Open-Source software typically has terrible usability. It’s typically designed by engineers who have no (or little) training in computer usability or computer human interaction. This is its Achilles heel.

I would not be at all surprised if the Open-Source community has huge impacts on Ai development, that will push the technology forward, faster and more efficiently than MS or Google could do on their own.  

I can foresee that we will be running all sorts of Ai models that run locally on machines, and run without having to be connected to the internet, that run open-source Language Learning Models in the background that learn in their localized settings and are personally optimized for your needs. AND, they wouldn’t have to be always connected to the internet to do this, which is a big advantage. I think it’s likely that open-source software will run in the background on many of these.

AND, I think you need people with a profit motive to bring these tools to humans for easy use, and to specialize them for specific applications.” – V.W.
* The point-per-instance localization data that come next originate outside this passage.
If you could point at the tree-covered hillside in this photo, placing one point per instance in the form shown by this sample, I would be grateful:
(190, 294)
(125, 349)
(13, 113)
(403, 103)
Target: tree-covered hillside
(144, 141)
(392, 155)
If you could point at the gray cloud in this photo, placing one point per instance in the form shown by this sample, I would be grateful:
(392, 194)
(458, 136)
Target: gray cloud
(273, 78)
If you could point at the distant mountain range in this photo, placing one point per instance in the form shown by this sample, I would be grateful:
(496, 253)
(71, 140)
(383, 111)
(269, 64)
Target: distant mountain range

“If it’s real, and I don’t have any reason to think it’s not, it is a case in point:
if you’re doing that much analysis, your lunch will be eaten by someone that had an idea, built it out, tried it, and is now on their 3rd generation while you’re still writing a memo.” – T.S.

This only relates to Large Language Models. Google invented the Transformer architecture, which is the T in GPT.

I’d be careful about generalizing that to cover all of Google’s businesses.

That said, I think the big takeaway is that there are ways of enhancing smaller models that run on modern phones and PC’s to rival the large models like GPT-4 which requires $50-100k in hardware to produce almost as good or similar results in specific use cases.

And that a community of open source programmers can build 10 specialized small models faster than a large general model can be trained to handle all those use cases.  – C.Y.